Of course, the deal isn’t consummated, owing to events aboard the Colorado. The crusty old soldier who develops a grudging respect for the youthful superior he’s been ragging on since day one is an ancient trope, and you could see it coming from six fathoms away tonight. The COB might have already become a tiresome presence in the hands of another actor, but Robert Patrick is so skilled at delivering gravelly insults, he keeps even the most cliched exchanges between Prosser and Grace alive. I wish I could say Daisy Betts was his equal in these scenes, but it does sometimes seem like Patrick is delivering his lines to a brick wall.

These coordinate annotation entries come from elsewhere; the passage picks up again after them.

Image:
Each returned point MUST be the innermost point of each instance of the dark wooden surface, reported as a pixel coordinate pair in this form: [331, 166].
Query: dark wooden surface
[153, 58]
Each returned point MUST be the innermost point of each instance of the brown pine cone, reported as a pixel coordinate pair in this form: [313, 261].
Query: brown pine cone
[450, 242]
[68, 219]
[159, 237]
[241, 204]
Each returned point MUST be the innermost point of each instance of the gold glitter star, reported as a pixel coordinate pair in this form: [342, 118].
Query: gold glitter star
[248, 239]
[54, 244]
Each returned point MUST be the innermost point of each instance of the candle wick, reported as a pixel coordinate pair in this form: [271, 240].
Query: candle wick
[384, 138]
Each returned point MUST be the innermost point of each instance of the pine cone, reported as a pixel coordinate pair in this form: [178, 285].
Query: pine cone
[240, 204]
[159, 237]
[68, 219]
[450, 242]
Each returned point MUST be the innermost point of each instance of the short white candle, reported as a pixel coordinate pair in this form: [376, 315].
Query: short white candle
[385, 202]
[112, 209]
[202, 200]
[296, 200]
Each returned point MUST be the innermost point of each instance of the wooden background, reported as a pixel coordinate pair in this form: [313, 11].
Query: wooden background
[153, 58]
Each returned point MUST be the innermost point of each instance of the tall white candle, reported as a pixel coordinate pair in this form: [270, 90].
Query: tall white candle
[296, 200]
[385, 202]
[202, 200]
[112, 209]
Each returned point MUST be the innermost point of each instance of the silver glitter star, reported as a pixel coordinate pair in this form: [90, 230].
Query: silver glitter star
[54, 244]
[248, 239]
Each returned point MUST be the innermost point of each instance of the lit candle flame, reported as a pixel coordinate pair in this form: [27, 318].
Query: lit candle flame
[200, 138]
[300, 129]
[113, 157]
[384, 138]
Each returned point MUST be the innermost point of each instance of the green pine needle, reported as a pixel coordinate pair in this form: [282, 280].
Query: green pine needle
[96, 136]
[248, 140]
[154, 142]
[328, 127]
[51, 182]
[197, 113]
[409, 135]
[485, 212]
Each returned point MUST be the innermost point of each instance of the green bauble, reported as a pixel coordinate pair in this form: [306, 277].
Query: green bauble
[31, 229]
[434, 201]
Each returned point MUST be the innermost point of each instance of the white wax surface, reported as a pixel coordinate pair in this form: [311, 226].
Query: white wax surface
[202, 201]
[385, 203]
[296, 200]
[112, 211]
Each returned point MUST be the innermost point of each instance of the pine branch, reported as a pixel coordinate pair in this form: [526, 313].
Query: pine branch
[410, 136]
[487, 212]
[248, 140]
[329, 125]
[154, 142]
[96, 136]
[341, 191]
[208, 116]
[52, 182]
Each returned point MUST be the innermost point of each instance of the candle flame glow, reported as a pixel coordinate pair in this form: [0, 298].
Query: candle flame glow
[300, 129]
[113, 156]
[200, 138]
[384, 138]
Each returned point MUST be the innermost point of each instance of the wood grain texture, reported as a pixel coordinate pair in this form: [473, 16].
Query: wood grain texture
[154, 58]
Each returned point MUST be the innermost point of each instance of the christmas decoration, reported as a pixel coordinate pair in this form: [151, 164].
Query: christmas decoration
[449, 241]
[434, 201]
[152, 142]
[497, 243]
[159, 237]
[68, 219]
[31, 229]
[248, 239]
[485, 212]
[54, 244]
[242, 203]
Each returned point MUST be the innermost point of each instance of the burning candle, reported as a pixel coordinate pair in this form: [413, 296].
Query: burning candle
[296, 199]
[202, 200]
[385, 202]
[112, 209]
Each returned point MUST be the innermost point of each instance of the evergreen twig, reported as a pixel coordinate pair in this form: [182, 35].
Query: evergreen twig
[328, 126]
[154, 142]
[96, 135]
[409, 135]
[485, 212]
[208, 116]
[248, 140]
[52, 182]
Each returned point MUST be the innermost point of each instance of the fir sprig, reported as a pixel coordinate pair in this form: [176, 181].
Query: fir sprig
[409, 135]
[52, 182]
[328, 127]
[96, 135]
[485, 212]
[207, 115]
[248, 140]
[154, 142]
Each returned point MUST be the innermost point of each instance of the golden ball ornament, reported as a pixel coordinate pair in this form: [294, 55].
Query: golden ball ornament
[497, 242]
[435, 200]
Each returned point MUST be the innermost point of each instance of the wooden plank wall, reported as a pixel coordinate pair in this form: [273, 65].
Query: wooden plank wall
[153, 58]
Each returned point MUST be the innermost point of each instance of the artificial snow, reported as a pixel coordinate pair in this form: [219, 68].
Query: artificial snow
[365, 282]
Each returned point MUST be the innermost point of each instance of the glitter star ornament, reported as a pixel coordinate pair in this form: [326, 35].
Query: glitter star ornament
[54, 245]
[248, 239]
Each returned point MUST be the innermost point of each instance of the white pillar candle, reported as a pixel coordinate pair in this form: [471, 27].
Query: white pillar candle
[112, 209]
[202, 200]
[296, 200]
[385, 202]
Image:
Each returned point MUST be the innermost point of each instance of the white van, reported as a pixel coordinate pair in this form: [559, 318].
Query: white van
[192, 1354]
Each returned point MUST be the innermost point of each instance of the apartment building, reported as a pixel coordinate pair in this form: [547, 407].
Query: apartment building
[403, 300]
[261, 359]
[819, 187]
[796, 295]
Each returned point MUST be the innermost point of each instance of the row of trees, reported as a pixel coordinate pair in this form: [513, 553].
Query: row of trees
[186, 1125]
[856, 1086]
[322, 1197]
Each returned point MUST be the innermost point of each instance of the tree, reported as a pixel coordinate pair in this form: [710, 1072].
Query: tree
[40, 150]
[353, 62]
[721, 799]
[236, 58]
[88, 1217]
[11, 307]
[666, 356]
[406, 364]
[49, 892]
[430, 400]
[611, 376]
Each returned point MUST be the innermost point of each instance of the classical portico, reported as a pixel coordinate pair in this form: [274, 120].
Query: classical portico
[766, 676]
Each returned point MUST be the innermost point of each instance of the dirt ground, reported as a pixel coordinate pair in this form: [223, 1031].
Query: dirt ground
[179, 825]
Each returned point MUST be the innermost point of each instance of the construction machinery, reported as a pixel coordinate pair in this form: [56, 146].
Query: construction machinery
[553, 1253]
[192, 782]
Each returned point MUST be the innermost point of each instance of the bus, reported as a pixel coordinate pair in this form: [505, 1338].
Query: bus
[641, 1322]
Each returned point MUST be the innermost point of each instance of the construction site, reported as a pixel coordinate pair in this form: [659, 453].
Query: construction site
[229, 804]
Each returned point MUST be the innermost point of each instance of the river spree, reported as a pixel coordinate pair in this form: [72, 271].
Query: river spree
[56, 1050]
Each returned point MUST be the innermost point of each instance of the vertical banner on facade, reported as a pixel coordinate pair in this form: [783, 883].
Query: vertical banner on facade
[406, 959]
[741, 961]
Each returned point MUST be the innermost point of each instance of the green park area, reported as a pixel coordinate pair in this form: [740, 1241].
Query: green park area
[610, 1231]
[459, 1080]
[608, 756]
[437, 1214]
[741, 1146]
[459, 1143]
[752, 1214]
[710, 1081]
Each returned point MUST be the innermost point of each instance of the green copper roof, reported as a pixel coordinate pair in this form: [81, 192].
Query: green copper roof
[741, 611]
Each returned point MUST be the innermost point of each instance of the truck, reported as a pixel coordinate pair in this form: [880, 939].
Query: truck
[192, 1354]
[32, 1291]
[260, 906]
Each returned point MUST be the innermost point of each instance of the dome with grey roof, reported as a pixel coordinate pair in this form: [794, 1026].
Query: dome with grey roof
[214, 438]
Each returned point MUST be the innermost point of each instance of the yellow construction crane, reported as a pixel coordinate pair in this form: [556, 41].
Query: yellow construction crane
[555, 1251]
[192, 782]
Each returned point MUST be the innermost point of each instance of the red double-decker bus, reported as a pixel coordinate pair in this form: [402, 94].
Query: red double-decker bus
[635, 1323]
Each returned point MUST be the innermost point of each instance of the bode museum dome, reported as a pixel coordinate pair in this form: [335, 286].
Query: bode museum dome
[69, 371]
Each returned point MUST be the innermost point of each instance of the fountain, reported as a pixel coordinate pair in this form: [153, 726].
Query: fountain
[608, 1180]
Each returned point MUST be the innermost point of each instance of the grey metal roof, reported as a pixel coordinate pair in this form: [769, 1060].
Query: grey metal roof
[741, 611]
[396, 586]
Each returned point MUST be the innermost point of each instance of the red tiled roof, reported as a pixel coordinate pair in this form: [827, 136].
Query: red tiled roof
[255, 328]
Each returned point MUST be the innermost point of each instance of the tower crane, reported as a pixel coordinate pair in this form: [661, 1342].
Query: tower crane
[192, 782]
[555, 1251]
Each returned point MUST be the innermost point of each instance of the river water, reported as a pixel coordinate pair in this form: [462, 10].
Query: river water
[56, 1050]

Those viewers who aren’t so thrilled with the Washington D.C. storyline (and you are legion) at least didn’t have to deal with much of it this week. Having Kylie see Christine’s freakout on television for a second time was probably a little too on-the-nose (especially since we’d just been reminded of the first time in the “previously on” segment), but it’s amusing that it took losing her status at D.C.’s finest eateries to spur her crisis of conscience into overdrive. And while Christine’s scenes with Paul the sleazy lawyer still skirted soap opera territory, I was pleasantly surprised by the revelation that she’d already figured him out. It’s another encouraging sign that Last Resort knows intelligent characters who aren’t five steps behind the audience at all times are a lot more fun to watch.


Stray observations:

  • The world situation certainly seems to be deteriorating rapidly, although we’re only hearing about it in bits and pieces. China invades Taiwan, the UN condemns the United States, gas is eight dollars a gallon…I don’t want to get political here, but I have a pretty good idea who has been elected president in this nightmarish near-future.
  • “There’s no such thing as a French cowboy, lady.”
  • Word has it that ABC has ordered more Last Resort scripts. That’s got to be at least a tiny good sign, right?